Murphy rose with a creak to his knees and Alicia walked with him in silence to
her car. His face remained set. As Wellington had grown affectionate toward Tanya Windsor without having met her, Murphy clearly liked Katie, missed her as if it had been his duty to protect her. And he failed.
The worst part was yet to come. Alicia had vowed to fight for Katie Hague. She promised Katie’s father so much, given him such hope, hope she’d seen in him last night. Alicia’s next job was to rip that hope away, and inform Richard his daughter would never come home again.
Richard Hague was not numb. At first, when DS Friend delivered the news, yes, he felt nothing but a heavy lilt to his limbs. Only a moment of numbness. The sensation morphed into one of falling, falling a long way, through cold air, ice flakes stinging his body. Then the tingling behind his nose expanded, releasing tears. Soon, he was in the back of their car, the man—Murphy—driving. What was DS Friend’s first name? Alicia. That was it. The pretty name. She sat alongside him, holding his hand again.
Last night my hand was covered in blood. Soon, it will be again.
“Katie has been taken to Sheerton Station,” Alicia told him. “I have to tell you that she isn’t … she isn’t how you remember her. I’m afraid her face is quite…”
“I don’t care,” Richard said. “I need this.”
He squeezed her hand, knowing it hurt her, that she pretended it didn’t. She would keep up the pretence until serious damage threatened. Damage he could so easily inflict.
He added, “You said I don’t have to look, but I do. I really do.”
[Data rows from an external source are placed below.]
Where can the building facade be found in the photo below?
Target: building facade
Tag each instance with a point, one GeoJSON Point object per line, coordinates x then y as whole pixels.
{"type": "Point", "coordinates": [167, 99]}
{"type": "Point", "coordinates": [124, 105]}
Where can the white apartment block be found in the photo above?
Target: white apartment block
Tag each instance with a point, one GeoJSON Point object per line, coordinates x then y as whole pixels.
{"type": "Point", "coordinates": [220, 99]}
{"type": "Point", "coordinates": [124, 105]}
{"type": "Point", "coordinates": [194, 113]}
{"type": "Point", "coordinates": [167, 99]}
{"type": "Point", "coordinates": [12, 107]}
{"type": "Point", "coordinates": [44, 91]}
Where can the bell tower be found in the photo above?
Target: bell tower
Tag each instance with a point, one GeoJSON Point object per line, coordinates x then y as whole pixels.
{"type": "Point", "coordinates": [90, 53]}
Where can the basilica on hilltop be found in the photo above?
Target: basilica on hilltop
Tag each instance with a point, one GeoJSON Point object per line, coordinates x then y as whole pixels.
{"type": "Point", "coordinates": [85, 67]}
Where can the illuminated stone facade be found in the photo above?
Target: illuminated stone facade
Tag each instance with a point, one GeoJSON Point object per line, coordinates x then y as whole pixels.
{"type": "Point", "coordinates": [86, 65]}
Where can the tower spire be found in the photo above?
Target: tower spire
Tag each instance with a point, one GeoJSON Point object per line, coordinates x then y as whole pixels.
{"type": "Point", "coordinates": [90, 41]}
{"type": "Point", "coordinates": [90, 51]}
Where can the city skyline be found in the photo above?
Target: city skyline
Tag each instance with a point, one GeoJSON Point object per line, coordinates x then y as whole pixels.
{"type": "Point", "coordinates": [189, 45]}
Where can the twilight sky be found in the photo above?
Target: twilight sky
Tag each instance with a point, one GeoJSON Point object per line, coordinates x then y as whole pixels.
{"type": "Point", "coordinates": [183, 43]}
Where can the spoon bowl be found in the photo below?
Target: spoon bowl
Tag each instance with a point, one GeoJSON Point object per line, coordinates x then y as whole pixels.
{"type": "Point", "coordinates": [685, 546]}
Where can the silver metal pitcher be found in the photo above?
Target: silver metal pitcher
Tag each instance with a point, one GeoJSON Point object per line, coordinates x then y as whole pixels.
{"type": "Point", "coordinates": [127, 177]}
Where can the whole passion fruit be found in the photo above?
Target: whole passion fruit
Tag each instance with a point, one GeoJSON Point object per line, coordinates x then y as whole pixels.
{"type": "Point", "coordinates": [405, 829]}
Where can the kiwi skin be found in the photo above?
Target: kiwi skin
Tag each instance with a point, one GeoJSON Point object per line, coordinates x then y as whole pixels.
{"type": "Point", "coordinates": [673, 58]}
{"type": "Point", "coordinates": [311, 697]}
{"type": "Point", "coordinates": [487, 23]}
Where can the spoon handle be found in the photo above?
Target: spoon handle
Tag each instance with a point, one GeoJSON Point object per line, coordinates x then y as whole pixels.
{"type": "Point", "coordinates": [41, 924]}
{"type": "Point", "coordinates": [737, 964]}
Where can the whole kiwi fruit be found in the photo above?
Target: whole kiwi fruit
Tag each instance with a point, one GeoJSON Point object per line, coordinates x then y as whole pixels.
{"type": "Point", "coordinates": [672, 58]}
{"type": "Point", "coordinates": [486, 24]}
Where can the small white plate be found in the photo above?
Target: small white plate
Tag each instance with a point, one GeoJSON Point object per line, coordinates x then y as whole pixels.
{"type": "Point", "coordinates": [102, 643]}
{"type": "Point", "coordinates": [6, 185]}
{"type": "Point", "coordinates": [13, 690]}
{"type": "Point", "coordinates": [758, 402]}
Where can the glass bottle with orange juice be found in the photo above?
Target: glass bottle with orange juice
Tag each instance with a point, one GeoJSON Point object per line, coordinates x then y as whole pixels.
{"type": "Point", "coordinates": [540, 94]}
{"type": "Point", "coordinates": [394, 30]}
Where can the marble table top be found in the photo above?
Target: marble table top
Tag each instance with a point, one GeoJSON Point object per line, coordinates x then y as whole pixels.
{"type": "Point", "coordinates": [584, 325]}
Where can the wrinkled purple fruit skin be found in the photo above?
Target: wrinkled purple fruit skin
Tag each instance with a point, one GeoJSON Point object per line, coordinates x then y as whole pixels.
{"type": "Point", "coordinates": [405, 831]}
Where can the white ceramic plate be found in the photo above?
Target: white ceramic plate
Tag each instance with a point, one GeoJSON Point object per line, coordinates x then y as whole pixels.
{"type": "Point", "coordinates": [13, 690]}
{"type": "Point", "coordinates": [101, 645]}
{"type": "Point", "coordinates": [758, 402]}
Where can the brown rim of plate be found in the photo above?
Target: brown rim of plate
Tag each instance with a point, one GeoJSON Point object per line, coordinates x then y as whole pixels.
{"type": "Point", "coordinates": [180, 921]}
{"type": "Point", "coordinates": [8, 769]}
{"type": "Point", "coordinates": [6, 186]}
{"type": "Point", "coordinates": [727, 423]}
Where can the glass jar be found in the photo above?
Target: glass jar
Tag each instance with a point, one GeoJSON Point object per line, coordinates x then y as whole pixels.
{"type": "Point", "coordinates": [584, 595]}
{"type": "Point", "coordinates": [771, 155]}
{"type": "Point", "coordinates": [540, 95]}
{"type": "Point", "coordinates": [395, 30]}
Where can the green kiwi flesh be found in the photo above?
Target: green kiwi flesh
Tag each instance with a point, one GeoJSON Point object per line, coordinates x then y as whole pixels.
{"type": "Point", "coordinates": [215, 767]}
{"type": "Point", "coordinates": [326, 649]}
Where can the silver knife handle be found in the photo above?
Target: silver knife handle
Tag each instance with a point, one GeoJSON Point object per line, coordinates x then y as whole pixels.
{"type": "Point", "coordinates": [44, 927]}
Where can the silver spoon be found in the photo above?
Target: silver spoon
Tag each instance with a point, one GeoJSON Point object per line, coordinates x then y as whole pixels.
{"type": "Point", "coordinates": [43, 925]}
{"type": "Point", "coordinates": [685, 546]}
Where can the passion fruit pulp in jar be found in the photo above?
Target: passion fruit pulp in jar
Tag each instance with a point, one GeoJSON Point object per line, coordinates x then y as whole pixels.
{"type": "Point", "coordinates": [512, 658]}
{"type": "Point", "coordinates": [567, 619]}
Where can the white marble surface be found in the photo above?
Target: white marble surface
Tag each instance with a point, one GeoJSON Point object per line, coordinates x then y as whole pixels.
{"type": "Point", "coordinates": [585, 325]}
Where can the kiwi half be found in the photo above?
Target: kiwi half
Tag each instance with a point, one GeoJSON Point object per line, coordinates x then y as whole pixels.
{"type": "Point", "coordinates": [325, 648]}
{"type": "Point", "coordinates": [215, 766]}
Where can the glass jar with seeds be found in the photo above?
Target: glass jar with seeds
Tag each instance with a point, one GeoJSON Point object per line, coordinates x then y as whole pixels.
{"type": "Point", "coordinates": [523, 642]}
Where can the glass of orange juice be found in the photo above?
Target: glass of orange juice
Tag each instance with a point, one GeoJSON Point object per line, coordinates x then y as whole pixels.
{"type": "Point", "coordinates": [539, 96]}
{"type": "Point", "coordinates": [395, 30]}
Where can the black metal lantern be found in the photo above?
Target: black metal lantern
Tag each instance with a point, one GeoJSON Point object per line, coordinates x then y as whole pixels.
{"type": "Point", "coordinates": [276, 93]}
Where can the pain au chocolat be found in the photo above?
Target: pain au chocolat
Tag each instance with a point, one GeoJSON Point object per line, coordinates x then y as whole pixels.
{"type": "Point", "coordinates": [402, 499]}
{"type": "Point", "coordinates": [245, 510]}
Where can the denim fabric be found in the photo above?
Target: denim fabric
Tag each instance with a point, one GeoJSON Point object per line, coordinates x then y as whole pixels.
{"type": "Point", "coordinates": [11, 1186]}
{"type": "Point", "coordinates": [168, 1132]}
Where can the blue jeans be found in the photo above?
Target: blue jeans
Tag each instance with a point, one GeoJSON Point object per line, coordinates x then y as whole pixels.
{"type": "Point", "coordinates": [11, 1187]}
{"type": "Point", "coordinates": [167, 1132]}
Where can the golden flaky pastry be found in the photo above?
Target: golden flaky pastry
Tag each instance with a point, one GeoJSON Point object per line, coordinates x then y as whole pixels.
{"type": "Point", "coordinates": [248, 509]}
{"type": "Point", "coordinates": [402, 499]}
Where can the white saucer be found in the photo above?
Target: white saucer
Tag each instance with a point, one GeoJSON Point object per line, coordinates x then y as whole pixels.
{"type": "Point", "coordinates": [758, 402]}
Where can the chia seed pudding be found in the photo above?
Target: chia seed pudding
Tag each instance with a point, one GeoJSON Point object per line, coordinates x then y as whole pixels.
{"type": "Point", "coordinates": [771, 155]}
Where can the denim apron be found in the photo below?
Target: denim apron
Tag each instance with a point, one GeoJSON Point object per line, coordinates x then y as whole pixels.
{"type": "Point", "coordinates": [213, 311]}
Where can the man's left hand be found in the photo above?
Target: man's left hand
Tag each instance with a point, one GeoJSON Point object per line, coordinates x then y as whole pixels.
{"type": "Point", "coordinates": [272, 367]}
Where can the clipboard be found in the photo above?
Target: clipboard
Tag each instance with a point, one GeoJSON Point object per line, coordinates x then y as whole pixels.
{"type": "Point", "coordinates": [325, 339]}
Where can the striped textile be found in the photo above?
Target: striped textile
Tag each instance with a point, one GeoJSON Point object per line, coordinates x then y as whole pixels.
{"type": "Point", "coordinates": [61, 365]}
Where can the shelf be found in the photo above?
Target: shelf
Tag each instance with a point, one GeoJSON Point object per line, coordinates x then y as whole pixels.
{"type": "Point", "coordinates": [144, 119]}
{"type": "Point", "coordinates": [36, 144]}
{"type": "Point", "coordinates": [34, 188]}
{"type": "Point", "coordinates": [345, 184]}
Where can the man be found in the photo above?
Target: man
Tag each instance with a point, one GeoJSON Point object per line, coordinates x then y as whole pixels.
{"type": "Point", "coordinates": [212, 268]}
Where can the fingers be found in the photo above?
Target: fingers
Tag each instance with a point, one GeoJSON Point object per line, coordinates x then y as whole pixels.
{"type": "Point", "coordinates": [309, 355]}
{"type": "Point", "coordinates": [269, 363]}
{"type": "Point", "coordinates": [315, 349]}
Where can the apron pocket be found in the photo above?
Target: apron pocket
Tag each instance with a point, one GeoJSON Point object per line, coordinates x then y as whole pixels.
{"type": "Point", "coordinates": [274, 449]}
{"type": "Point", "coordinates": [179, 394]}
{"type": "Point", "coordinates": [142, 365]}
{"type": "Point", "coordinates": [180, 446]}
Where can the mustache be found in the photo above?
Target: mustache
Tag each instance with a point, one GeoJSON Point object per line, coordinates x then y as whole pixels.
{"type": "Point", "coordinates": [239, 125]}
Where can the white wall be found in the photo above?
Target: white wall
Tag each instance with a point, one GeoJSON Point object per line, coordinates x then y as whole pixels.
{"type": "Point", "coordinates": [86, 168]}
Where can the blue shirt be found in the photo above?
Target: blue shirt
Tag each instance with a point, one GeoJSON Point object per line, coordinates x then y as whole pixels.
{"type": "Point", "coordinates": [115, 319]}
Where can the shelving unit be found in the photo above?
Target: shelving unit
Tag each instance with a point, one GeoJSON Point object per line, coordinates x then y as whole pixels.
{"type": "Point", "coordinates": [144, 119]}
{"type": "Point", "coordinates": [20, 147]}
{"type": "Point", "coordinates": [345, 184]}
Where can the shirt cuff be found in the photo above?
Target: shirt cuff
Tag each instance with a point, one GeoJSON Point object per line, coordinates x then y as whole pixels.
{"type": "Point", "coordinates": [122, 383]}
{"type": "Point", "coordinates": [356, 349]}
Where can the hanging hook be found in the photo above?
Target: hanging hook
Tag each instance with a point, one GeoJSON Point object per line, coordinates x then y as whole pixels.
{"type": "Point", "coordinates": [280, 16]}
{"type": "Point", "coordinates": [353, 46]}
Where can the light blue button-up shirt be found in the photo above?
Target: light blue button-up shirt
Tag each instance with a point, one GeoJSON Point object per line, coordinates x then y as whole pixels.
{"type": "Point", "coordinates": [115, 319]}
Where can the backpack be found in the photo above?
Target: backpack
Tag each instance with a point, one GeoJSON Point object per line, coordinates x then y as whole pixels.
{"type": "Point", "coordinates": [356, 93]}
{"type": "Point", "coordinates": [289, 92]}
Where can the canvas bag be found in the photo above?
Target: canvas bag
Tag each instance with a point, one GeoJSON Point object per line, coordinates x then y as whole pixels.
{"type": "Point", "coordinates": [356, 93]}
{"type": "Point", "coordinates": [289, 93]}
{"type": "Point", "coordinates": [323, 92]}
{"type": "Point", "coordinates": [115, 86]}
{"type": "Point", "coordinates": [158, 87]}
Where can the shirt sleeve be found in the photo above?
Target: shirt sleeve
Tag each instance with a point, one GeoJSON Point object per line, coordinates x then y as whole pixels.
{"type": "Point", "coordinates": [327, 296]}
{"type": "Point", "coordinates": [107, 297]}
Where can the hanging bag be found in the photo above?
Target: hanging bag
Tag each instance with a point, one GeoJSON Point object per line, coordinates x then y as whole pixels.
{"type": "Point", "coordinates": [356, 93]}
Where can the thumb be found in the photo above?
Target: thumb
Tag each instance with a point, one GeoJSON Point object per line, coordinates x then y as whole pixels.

Richard stayed with Gillian for two hours after she died, holding her, kissing her, unable to believe the cold mass of flesh before him was the woman who bore him a beautiful baby girl. He staved off the urge for as long as he could before killing the hooker and dumping her in that well. He didn’t exactly do a lot of research, but he knew about the structure from a school trip years earlier, and when he recced the place he heard the faint trickle of water down below. The body could turn up somewhere, but in all likelihood it had been swept away for the animals to munch on, or to take up space in an unexplored cave system.